The Confederation of British Industry, the employers' organisation, made the recommendations in a report released at the start of its annual conference. (19th Nov 2012)
CBI's director general John Cridland said: "In some cases secondary schools have become an exam factory.
"Qualifications are important, but we also need people who have self-discipline and serve customers well. As well as academic rigour, we need schools to produce rounded and grounded young people who have the skills and behaviours that businesses want."
I whole heartedly agree, my daughter is currently taking her GCSE's and the pressure to get higher and higher marks by taking a resit when you already have an 'A' are ridiculous. But I also have to question whether businesses are placing too much emphasis on the school turning out a well rounded person and not enough on their own responsibility to see learning as a lifelong activity and hence give their employees the training and development they deserve.

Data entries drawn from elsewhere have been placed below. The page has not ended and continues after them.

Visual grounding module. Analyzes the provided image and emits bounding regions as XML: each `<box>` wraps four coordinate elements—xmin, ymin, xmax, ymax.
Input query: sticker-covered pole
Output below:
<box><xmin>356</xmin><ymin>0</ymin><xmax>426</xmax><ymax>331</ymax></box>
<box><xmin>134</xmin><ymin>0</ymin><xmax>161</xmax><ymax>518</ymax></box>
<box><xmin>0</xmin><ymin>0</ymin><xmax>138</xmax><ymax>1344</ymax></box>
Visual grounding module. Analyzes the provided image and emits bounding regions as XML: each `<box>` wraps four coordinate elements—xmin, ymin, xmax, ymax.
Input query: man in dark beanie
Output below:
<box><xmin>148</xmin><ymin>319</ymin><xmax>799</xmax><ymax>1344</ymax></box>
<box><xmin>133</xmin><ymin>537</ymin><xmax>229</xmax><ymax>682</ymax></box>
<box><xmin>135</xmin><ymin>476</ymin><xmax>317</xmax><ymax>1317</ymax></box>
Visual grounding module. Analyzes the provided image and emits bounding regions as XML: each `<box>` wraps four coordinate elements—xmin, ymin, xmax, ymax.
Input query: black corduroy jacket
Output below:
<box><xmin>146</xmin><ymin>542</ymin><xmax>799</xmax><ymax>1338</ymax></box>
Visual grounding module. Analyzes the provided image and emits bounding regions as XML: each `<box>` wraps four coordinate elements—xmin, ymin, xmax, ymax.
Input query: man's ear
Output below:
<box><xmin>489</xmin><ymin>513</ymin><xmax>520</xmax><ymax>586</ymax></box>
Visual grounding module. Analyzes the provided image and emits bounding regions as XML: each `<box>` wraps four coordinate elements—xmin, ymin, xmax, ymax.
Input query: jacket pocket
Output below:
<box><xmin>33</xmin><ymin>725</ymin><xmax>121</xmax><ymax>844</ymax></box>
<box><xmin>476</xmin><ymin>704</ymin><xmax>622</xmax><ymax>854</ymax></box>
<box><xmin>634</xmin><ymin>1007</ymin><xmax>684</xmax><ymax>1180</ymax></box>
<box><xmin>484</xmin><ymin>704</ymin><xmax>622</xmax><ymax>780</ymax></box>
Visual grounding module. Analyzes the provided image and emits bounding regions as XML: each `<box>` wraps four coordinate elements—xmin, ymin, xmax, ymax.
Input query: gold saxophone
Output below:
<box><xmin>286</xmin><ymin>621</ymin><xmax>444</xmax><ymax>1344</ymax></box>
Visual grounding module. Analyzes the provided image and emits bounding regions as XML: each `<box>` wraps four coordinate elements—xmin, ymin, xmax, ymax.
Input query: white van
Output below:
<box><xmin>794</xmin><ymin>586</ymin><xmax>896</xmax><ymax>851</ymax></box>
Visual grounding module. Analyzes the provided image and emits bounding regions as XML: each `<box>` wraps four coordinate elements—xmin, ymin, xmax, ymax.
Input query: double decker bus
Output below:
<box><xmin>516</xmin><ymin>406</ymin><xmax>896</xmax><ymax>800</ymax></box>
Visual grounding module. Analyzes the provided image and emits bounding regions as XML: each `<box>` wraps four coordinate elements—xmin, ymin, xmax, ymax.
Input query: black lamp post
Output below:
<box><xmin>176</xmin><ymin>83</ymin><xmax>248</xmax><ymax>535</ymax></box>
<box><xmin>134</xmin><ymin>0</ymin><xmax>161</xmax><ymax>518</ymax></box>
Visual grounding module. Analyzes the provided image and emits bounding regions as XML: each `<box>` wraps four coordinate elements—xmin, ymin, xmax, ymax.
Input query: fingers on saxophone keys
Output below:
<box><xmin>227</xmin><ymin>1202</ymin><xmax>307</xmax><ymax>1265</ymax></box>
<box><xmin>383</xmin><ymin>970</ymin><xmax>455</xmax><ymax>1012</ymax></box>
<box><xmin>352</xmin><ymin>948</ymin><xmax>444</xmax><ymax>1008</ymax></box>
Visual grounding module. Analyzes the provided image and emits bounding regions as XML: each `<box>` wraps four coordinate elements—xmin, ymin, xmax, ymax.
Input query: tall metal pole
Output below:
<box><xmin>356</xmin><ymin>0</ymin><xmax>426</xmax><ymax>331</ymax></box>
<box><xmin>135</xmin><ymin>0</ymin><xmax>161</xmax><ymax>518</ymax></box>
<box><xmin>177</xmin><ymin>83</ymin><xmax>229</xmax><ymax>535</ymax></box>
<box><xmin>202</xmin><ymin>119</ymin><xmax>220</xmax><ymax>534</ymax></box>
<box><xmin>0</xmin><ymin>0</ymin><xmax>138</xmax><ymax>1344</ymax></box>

"We're in a recession, we can't afford to provide training." This is a cry we on the provision side of the fence hear frequently. But there is evidence to suggest that organisations who spend on training in a recession are the first to emerge and grow rapidly at the end of it. It makes sense after all. If you look after your staff and develop their talents whilst your competitors are failing to do so, then your company will be in a much better position to take advantage of an upturn when it does come along.
Not only that, you will weather the storm itself much better. Flexible staff, who are committed to the organisation, inspired by new ideas and commitment from their managers will certainly give more of their best than those who are told "Now's not a good time."